By The Canadian Press
Three spectators are facing fines and one-year bans from Air Canada Centre after throwing Toronto Maple Leafs jerseys on the ice in a 4-1 loss to the Carolina Hurricanes on Monday night.
By The Canadian Press
It was yet another low point for a team that has lost five games in a row and appears to be a longshot to make the playoffs in the Eastern Conference. Other fans showed their displeasure with the lacklustre performance by wearing paper bags over their heads.
Jerseys have been tossed on the ice on occasion throughout the regular season but the fans’ frustration appears to be mounting as the Maple Leafs have lost 13 of their last 16 games.
There were three jersey-throwing incidents on Monday night, including one that occurred while play was underway.
Toronto Police confirmed Tuesday that three spectators were charged under the province’s Trespass to Property Act. The offence, specifically called “engage in prohibited activity,” is not a criminal charge but it carries a fine of about $125.
“If you’re doing something that interrupts the game, you’ll be investigated and charged but the charges can vary depending upon how serious the infraction is,” said police spokesman David Hopkinson.
No names will be released since it’s not a criminal investigation, Hopkinson added.
Fans who interfere with play at a professional sporting event could be charged with public mischief under the Criminal Code and even face jail time.
“Let’s say you’re at the Rogers Centre and someone runs on the field,” Hopkinson said. “That person is arrested and charged with public mischief. Public mischief can carry I believe up to a two-year sentence in jail. It’s not anything to sneeze at, I consider that a fairly serious charge. It carries with it all the stigma of a criminal charge. So it can go all the way up to that.”
Spectators are warned about interrupting play and/or entering the field or playing surface while at pro sports venues. Fans will often throw hats on the ice when a player scores a hat trick but the tossing of jerseys – which can cost as much as $300 depending on the quality – or other items is verboten.

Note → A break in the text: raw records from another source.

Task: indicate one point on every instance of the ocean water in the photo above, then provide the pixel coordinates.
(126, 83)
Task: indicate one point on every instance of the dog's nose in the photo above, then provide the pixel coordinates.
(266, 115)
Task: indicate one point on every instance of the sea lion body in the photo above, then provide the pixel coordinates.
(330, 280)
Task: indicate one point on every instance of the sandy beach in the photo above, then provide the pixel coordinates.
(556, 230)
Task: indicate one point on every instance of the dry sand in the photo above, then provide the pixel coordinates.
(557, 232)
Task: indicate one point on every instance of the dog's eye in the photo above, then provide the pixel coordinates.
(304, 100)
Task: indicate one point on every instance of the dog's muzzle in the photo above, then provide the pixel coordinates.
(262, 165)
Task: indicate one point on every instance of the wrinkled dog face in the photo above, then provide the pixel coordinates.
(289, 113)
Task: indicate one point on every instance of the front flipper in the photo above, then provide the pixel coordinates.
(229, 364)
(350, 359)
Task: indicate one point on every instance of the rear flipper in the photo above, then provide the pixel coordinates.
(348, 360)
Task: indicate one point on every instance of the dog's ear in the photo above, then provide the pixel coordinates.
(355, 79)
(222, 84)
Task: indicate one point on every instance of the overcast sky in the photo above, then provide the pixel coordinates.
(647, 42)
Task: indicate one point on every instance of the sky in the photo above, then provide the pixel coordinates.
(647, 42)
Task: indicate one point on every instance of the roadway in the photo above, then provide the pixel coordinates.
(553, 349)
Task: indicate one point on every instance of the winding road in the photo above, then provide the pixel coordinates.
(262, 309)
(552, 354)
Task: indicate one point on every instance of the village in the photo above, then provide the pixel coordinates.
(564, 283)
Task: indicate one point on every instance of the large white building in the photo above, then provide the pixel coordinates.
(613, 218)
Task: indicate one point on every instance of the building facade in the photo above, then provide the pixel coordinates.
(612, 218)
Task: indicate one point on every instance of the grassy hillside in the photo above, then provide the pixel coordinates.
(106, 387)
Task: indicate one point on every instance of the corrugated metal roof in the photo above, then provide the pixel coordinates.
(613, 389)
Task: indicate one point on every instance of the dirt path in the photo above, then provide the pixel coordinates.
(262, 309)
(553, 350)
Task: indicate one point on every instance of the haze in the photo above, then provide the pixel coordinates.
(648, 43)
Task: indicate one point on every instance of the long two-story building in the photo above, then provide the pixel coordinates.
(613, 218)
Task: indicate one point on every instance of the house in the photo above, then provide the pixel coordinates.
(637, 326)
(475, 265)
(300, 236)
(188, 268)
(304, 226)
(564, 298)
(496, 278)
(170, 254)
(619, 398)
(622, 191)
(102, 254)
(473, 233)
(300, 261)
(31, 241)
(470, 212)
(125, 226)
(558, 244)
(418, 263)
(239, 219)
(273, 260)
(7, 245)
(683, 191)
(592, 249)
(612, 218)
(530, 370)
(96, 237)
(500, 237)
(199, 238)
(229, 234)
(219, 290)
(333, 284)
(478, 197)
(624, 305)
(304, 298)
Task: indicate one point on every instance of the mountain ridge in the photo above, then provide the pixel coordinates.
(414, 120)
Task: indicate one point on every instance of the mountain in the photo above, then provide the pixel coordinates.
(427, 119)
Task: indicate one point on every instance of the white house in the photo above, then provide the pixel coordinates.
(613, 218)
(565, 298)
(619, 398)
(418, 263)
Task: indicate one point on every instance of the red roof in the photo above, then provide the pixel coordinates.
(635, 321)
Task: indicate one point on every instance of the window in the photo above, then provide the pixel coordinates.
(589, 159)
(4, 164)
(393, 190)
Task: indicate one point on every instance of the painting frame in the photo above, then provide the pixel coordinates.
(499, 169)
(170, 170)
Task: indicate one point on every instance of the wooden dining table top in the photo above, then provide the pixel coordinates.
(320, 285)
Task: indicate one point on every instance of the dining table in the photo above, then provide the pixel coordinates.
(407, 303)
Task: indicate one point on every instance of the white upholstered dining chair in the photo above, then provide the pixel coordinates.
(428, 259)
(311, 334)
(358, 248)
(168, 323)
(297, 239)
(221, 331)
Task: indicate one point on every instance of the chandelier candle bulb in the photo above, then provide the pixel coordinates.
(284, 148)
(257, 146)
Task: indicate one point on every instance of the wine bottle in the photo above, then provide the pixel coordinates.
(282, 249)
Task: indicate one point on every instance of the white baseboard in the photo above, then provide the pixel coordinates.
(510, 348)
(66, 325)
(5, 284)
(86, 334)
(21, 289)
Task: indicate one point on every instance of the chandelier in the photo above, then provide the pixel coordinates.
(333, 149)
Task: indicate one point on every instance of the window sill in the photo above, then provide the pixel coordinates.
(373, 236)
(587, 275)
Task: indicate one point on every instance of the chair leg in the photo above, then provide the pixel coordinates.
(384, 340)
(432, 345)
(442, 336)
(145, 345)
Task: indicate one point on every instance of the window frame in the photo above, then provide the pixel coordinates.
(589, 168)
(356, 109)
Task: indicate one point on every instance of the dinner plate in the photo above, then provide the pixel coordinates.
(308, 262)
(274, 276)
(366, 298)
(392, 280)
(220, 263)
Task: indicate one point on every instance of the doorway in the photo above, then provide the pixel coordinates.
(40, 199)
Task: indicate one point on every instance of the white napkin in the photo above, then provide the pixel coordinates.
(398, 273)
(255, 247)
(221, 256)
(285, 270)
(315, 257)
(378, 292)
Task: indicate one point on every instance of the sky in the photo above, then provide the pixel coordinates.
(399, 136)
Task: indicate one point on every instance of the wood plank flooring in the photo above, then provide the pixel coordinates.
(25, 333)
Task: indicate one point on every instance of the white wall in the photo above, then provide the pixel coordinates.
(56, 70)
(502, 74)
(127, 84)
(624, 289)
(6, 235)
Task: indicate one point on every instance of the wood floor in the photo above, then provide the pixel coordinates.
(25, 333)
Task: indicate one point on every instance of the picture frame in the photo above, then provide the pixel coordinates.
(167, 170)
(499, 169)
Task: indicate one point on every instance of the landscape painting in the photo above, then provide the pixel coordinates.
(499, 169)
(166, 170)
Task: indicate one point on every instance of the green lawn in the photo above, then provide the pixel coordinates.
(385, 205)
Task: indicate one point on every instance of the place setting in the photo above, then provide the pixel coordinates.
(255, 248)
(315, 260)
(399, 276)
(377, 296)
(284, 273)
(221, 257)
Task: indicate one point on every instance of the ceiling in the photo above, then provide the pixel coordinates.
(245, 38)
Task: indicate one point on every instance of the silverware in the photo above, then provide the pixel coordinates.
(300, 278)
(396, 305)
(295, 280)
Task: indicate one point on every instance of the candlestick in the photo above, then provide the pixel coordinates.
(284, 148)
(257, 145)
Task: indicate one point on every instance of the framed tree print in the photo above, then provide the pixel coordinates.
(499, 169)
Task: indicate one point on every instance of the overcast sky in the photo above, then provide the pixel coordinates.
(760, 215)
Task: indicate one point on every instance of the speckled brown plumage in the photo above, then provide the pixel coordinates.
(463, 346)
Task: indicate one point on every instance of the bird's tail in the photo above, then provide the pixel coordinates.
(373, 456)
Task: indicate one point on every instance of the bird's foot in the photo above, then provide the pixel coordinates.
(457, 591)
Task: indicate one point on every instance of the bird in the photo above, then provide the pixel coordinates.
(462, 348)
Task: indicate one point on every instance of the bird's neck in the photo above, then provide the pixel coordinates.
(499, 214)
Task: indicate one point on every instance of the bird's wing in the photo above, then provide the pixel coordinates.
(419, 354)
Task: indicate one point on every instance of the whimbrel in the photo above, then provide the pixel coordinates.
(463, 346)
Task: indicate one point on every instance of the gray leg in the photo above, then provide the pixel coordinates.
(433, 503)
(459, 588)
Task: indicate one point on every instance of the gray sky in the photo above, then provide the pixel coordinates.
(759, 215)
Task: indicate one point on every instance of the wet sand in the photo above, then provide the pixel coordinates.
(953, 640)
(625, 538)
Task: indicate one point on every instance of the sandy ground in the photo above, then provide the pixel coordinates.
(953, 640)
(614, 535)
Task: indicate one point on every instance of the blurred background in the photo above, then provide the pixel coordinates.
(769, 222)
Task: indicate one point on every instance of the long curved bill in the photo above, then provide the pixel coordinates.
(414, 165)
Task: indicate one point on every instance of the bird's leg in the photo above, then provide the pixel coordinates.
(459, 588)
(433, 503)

“In the events that occurred last night, the investigators believed that the people should be given the fine and that’s what occurred,” Hopkinson said. “But in the future, this can easily result in a criminal charge.”
An MLSE spokesperson said a facility ban is automatic in cases like this and offenders can apply for reinstatement in the future.
“You interfere with the game – especially during play, which happened last night – you’re removed from the building and issued a trespass from Air Canada Centre security and it results in a one-year ban from our facilities.”
Air Canada Centre holds about 19,000 fans for hockey. Arena security guards monitor the facility along with police officers.